Hurtado, primer denunciante de abusos sexuales en la abadía, ha calificado de “absoluto despropósito” la llegada del Papa. “Se ha atrevido a ir al lugar del crimen sin hablar con las víctimas del delito y reparar el daño causado”, ha lamentado el también portavoz de la asociación Reparación Integral Ya.
Hurtado ha atendido a los medios desde la abadía y ha anunciado que ha puesto en marcha una campaña de recogida de firmas para dar a conocer el caso y reclamar la reparación de las víctimas. Asimismo, pide la creación de un monumento de homenaje permanente a las víctimas en el monasterio.
“Entiendo que Montserrat es una institución milenaria y que la Moreneta es la patrona de Catalunya, pero Montserrat es también el lugar del crimen donde el hermano Andreu Soler abusó de 12 niños durante 30 años con el conocimiento de tres abades que no lo denunciaron a la policía”, ha lamentado Hurtado, quien hace meses escribió una carta al Pontífice para que no visitara Montserrat.
Aunque nunca fue condenado judicialmente porque murió en 2008, una comisión de investigación interna de la abadía de Montserrat concluyó en 2019 que el monje Andreu Soler fue un “depredador sexual” de escuchas. Soler fue el monje responsable de los scouts entre los años setenta y noventa.
Sin embargo, León XIV no ha hecho referencia alguna a los abusos en su visita al santuario, que acaba de celebrar el milenario de su existencia. A los pies de la Moreneta, a la que ha llegado en helicóptero, a lo más que ha llegado el Papa ha sido a recordar cómo “los muros de este recinto” han sido custodios de “las alegrías y las penas, los gozos y las lágrimas de tantos fieles, y han escuchado también las voces celestiales del canto infantil de la Escolanía más antigua de Europa”.
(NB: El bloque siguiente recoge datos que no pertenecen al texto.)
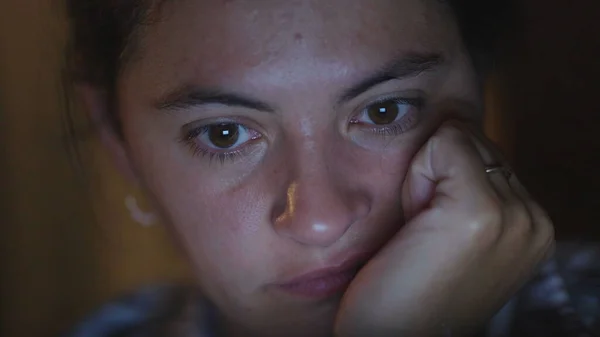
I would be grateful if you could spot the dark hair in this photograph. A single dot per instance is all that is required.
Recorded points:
(103, 31)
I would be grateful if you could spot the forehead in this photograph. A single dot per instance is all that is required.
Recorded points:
(212, 41)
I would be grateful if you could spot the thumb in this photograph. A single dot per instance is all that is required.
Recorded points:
(447, 171)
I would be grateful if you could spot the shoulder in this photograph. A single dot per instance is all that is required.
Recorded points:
(563, 299)
(150, 311)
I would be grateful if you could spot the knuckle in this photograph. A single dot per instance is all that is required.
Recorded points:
(487, 226)
(520, 219)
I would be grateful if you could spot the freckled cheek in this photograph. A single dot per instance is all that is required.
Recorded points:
(221, 234)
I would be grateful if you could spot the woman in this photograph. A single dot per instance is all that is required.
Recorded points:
(319, 162)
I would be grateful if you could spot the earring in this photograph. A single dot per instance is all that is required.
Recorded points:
(146, 219)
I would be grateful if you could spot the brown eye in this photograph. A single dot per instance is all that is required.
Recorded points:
(223, 136)
(384, 112)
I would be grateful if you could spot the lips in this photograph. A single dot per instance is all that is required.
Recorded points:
(325, 282)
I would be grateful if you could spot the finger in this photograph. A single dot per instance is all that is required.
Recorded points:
(450, 165)
(492, 157)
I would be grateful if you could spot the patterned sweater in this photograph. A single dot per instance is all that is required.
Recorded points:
(562, 300)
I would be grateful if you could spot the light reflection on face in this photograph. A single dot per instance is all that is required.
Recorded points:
(275, 135)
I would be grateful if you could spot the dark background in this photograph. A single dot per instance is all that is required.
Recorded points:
(61, 255)
(552, 87)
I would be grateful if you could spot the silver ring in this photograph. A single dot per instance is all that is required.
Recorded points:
(491, 169)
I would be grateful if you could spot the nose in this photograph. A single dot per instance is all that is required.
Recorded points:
(318, 209)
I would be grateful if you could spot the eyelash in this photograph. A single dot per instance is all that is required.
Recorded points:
(405, 123)
(190, 138)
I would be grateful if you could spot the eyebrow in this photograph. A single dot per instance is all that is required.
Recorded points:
(190, 96)
(407, 66)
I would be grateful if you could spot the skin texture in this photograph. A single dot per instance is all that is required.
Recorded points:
(315, 186)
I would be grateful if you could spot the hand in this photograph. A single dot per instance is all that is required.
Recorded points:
(472, 239)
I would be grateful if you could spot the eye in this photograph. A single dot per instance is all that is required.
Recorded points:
(220, 140)
(390, 116)
(385, 112)
(224, 136)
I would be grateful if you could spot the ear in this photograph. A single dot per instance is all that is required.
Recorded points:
(96, 102)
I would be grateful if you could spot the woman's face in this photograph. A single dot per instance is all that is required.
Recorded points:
(275, 136)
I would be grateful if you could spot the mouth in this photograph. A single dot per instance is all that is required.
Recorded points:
(326, 282)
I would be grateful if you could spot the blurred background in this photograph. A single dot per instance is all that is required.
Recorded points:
(67, 238)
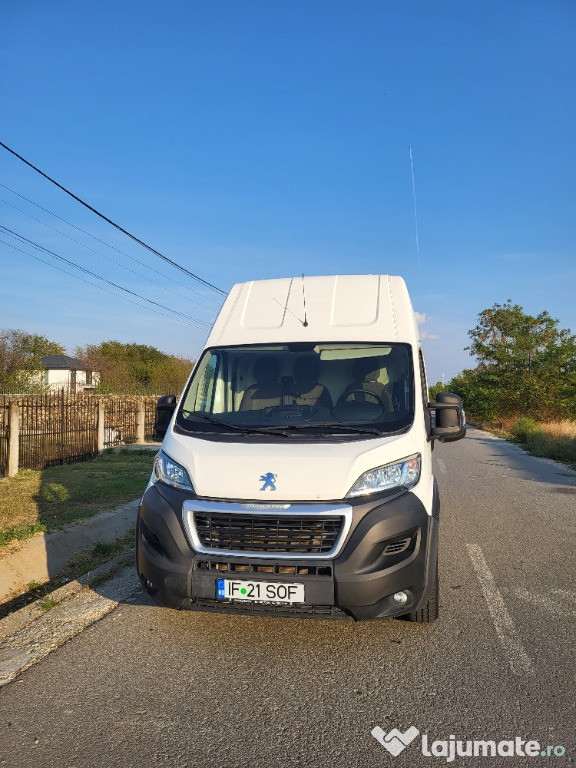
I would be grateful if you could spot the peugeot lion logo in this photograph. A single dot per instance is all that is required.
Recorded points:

El Papa ha querido centrar su intervención, antes del rezo del Rosario, en mostrar “el camino de la misericordia, la reconciliación, la verdad y la mansedumbre”. Y junto a ello, “la violencia que puede esconderse en nuestras palabras y actitudes: la crítica que humilla, la condena que destruye y la agresividad que divide”. Una “violencia escondida” que “puede revestirse muchas veces de aparentes armaduras con las que intentamos proteger nuestras heridas, nuestros miedos o el sufrimiento causado por las injusticias”.
Ha tenido oportunidad de referirse a los menores al referirse a la Virgen de Montserrat, “que nos muestra a Jesús como un niño indefenso descansando en su regazo, pues aquí está Ella, junto a su Hijo, invitándonos a amarnos unos a otros”. Una oportunidad que el Pontífice ha dejado pasar para referirse a Jesús como un niño “que no lleva armaduras y será Él mismo quien luego, desnudo en la cruz, se abandone totalmente al Padre para salvarnos con la fuerza desarmada y desarmante del amor”.
El Papa ha dedicado el final de su oración a la Virgen: “Ella nos invita a reconocernos hermanos y hermanas, donde nadie quede excluido y donde la comunión sea más fuerte que toda división”, ha terminado el Papa, quien ha pedido a María, “Reina de la paz, que enseñe a renunciar a las palabras hirientes, al juicio inmediato, a la murmuración y a las calumnias. Aprendamos a custodiar y a cultivar el amor en la familia, entre amigos, en el lugar de trabajo, en las redes sociales, en los debates políticos y en las comunidades cristianas, de modo que el odio ceda paso a la esperanza y la paz”.